Well, we all have our own opinion. In my eyes, 3 or 4 years training in your company's products does not make you (or anyone) a consultant. It might make you a salesman, it might make you a pre or post sale support advisor, or analyst, or specialist, and it might make you a very good one of any ofthese. But it doesn't make you a consultant. I stress, though, this is my view, and NOT in any way a criticism of you.Bes said:Hence the reason I used the term Associate Consultant. My company does in no way regard me a fully qualified consultant (and I don't consider myself one). It will take a number of years for me to move on from that poisition.
What is a consultant? Well someone who can give expert advice in their field to a third party/customer. If a company spends 3-4 years training someone in their products and services so they can effectively deploy/ support them for their customers, then in my eyes, that is a consultant whether they have years and years of experience and a Phd or not.
You certainly don't need a PhD to be a consultant. I didn't say you did. That just happened to be the route I took. What you do need to be is an expert, and in my opinion, with three or fours years in business you simply don't have the breadth of experience to be an expert. You might well be fully trained in your company's products, but consultancy is FAR more than knowing your own products. It's problem driven, and if you're tied to a single solution provider, you're part of either the sales chain, or the sales support chain.
Bes, I'm not saying my definition of consultant is right and yours is wrong.
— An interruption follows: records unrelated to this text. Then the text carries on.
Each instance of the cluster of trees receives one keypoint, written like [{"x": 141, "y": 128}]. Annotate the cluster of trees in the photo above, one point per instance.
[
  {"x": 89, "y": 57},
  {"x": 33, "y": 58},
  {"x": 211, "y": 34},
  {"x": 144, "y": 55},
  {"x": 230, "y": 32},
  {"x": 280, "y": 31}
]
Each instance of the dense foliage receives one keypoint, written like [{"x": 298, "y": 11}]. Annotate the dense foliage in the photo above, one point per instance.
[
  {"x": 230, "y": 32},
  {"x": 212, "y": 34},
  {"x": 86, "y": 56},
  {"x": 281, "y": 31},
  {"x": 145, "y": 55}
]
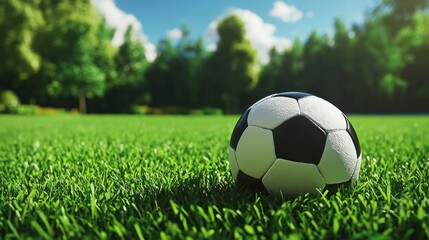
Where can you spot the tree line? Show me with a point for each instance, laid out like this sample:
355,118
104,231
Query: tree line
59,53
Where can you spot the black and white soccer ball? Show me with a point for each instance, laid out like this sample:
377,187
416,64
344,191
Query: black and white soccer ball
294,143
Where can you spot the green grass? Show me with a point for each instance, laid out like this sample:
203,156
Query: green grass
168,177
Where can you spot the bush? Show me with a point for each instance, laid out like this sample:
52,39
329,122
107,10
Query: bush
212,111
26,109
9,102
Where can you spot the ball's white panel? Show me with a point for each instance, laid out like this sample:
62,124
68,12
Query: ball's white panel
233,163
323,113
338,160
294,178
355,176
261,100
272,112
255,151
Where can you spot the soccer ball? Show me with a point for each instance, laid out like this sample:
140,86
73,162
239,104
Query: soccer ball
294,143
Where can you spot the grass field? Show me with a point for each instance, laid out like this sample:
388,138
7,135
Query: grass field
168,177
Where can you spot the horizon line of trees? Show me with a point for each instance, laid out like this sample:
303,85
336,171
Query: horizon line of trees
59,53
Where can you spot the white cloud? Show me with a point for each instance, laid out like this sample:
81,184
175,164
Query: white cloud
120,20
259,33
175,34
287,13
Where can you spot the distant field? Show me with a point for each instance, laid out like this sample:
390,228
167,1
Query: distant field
168,177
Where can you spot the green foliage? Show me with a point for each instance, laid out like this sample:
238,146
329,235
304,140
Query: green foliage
9,102
231,72
126,84
174,77
168,177
19,21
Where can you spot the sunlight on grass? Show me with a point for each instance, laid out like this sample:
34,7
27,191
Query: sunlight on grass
155,177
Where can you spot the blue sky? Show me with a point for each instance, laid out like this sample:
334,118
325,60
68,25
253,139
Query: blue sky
269,23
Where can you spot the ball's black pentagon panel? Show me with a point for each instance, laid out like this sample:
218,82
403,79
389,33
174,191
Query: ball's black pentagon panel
299,139
250,182
239,129
295,95
353,135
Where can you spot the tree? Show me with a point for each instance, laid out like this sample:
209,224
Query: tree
128,87
19,21
174,76
69,46
312,76
232,71
289,77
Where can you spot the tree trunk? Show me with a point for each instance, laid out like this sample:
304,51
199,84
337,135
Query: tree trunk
82,103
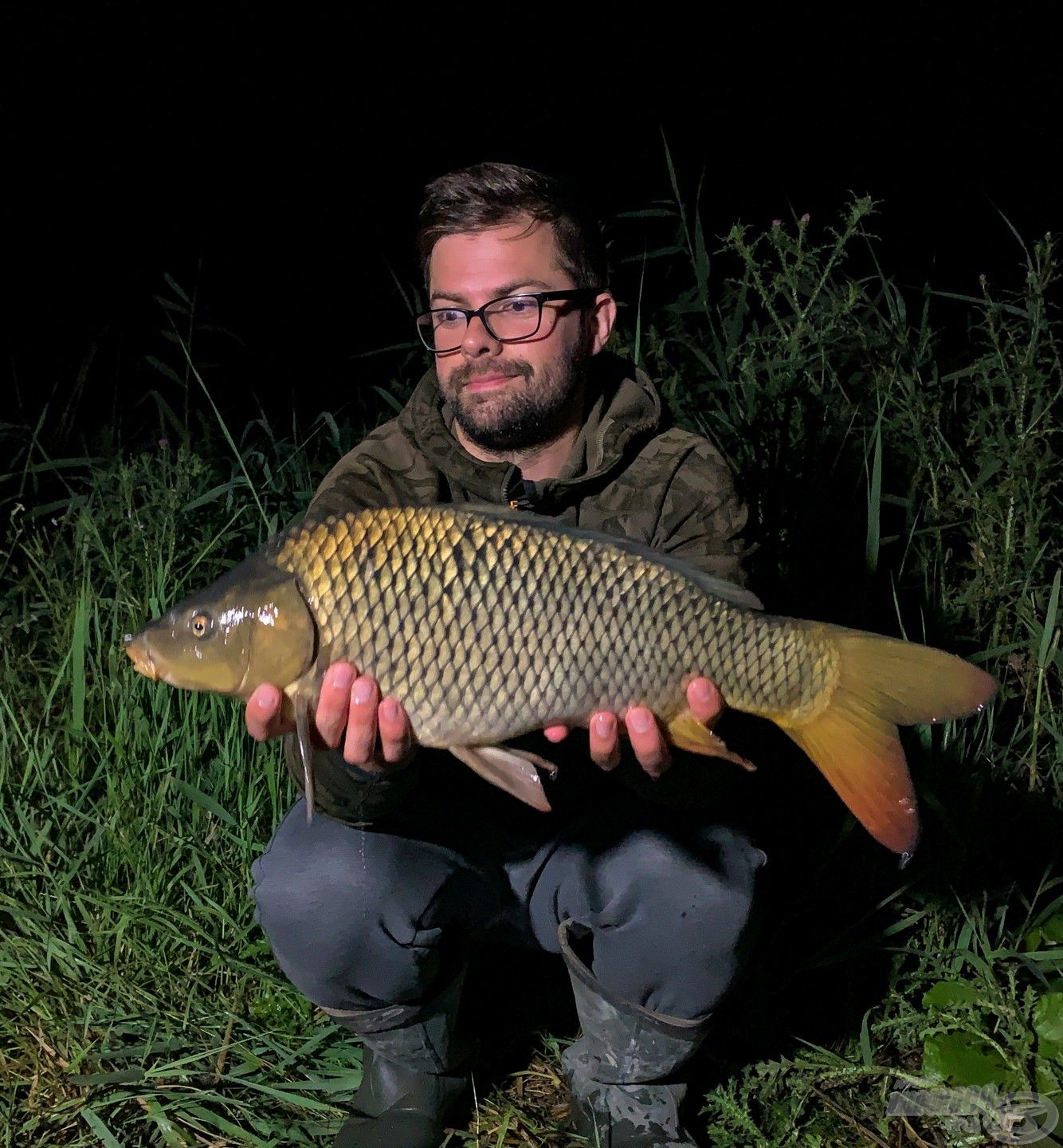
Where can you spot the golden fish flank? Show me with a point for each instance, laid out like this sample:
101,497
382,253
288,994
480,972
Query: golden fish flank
490,626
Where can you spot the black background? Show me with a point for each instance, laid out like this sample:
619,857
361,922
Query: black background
273,162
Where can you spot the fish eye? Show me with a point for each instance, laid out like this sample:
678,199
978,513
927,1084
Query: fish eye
201,623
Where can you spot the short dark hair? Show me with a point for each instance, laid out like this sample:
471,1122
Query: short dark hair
494,195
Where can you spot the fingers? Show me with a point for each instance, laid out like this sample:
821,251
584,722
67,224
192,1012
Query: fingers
262,713
396,737
705,701
333,703
646,741
361,743
604,741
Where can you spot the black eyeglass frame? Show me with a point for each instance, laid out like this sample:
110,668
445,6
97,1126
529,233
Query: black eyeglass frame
571,294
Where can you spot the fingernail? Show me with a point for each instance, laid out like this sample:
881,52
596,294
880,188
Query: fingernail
604,725
638,720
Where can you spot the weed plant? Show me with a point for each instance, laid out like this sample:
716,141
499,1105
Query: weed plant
900,454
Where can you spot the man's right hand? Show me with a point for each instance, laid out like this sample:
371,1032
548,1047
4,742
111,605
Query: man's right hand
347,702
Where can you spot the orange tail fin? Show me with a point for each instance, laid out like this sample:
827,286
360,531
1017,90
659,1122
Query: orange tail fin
884,683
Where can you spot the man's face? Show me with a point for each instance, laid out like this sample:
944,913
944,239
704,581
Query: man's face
513,396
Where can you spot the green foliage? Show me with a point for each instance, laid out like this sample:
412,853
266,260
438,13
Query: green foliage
140,1002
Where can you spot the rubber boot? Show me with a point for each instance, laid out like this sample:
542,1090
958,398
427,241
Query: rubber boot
625,1070
411,1074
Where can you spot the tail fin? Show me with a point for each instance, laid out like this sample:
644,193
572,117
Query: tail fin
884,683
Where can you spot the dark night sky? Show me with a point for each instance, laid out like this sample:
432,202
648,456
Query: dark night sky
277,163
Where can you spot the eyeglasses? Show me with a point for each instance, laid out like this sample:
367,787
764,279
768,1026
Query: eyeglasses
508,320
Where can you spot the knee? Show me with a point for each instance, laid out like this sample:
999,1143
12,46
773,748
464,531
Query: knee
348,923
673,924
674,887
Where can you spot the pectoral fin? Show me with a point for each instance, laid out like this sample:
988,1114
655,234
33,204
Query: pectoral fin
305,751
687,733
513,770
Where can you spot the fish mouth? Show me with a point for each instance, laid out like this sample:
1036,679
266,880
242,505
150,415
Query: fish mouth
143,662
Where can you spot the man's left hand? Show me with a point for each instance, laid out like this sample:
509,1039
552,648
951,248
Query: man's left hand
642,729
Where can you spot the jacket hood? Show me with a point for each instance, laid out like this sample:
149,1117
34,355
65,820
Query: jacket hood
622,409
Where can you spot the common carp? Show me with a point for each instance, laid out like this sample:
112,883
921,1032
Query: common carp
486,626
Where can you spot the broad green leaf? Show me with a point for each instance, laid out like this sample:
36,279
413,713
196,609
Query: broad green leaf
960,1059
1048,1025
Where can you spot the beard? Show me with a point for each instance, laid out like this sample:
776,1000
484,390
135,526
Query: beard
528,414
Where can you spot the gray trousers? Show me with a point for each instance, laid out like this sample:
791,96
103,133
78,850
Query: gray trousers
361,920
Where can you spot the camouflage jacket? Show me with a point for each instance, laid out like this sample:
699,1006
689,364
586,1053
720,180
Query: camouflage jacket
630,474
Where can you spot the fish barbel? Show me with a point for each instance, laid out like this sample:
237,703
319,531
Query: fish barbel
488,626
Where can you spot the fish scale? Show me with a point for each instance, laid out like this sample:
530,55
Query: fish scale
512,584
487,626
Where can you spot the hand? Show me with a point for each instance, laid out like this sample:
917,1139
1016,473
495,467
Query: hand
642,729
347,702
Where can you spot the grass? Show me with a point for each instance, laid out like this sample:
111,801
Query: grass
140,1004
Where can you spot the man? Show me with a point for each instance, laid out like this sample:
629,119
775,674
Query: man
372,910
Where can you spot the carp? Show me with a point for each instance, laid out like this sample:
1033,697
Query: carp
486,626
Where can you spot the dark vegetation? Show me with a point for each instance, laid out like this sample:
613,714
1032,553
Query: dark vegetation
900,453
All I'm saying is that MY opinion is that 3 or 4 years simply does not make anyone a consultant. It makes them a junior with three or four years experience. If someone came into my company with that level of experience, and called themselves a consultant, I'm going to regard them as a youngster with a pompous title, not as a consultant. That doesn't mean they aren't good at what they do, but in my view, in no way are they qualified as a consultant.
The thing is, so many companies these days, and for years, have been calling woefully inexperienced people "consultants" that the term has lost it's original meaning, and maybe any meaning at all. I've had company's send "consultants" to me who turn out to have had a few weeks (yeah, WEEKS) training. Well, that's a trainee, not a consultant. But some companies seem to think it looks good if they call their staff "consultants". It doesn't.